From: Molecular carcinogenesis of hepatocellular carcinoma and intrahepatic cholangiocarcinoma: one step closer to personalized medicine?

Figure 2

Cancer Stem Cell Model for HCC Tumorigenesis. The generation of a CSC model will more effectively benefit the clinical treatment of HCC patients, allowing therapy directed at the most aggressive cells. So far, there is no compelling data demonstrating that HCC follows this model.
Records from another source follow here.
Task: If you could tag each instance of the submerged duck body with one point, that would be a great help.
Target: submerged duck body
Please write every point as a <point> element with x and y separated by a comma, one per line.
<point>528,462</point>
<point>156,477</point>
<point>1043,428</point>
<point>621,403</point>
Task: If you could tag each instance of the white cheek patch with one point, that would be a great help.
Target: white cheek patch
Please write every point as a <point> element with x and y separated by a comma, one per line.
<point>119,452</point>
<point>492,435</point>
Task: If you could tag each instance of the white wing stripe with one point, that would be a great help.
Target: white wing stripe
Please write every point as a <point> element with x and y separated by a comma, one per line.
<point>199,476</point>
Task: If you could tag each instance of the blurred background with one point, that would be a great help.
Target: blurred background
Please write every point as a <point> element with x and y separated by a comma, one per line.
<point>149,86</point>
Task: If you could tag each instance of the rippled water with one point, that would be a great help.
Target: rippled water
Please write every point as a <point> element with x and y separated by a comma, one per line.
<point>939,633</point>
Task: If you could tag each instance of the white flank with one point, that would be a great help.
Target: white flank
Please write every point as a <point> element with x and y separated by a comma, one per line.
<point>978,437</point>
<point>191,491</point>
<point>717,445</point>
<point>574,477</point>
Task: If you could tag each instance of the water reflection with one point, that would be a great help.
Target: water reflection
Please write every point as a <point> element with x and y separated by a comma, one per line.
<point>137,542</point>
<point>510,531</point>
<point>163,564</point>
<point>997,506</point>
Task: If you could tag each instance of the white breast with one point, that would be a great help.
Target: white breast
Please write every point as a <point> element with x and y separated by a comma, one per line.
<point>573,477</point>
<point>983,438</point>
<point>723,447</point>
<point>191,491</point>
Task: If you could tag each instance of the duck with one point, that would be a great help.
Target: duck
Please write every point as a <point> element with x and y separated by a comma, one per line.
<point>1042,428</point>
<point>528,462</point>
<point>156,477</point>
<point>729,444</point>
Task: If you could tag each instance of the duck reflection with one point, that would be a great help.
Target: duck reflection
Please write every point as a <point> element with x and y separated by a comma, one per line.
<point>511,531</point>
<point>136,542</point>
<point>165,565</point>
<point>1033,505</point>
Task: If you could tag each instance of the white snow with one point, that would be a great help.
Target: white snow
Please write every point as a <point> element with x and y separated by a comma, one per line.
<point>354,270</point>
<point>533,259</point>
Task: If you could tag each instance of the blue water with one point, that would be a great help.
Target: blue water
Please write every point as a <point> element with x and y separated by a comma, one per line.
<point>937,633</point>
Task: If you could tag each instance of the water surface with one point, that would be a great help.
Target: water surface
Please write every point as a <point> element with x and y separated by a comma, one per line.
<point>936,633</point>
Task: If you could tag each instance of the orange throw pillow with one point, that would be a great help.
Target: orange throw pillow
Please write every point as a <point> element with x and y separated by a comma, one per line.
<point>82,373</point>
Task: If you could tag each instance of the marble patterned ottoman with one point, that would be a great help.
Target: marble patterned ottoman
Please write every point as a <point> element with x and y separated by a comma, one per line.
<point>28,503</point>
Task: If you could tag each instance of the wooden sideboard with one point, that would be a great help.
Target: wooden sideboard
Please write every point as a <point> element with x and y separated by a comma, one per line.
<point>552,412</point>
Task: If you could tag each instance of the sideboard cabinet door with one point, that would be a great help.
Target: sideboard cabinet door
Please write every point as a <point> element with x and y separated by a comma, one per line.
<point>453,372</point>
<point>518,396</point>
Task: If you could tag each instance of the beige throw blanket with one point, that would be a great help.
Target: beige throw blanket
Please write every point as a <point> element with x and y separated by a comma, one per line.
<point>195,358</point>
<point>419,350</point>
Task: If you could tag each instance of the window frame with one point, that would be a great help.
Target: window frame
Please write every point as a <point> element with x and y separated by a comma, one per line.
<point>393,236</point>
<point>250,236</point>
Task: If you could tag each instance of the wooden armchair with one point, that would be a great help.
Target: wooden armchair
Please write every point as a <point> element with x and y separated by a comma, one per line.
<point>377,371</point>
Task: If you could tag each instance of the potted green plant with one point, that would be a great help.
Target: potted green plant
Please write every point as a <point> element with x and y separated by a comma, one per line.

To test the CSC model, at least two terms have to be addressed: 1) The vast majority of HCC cells, excluding the small subpopulation of CSCs, lack tumorigenic capacity; 2) These CSC populations are distinguished by epigenetic rather than genetic differences because the CSC model argues that CSCs undergo hierarchical differentiation and the epigenetic changes are irreversible. Two HCC subgroups were recently identified based on the expression of AFP and EpCAM. EpCAM+AFP+ HCC subgroup (HpSC-HCC) had the features of hepatic stem/progenitor cells and EpCAM-AFP- HCC subgroup (MH-HCC) featured as matured hepacytes. HpSC-HCC displayed the ability to self-renew, differentiate and also generate highly invasive HCC. Based on these observations, it is plausible that HCC may represent another solid cancer type that follows the CSC model besides breast, brain and colon cancers. Consistent with the clonal evolution model, HCC CSCs can arise from the mutation of normal hepatic stem/progenitor cells. Though there has not been evidence showing that HCC CSCs can arise from differentiated hepatocytes, the possibility still exits, as there are examples of this in hematopoietic malignancies. Overall, not in contrast to the clonal evolution model, an accumulation of mutations during the normal development of hepatocytes as a consequence of exposure to the various risk factors of HCC might contribute to the rise of the hepatic CSCs; therefore the two models do not contrast but complement each other.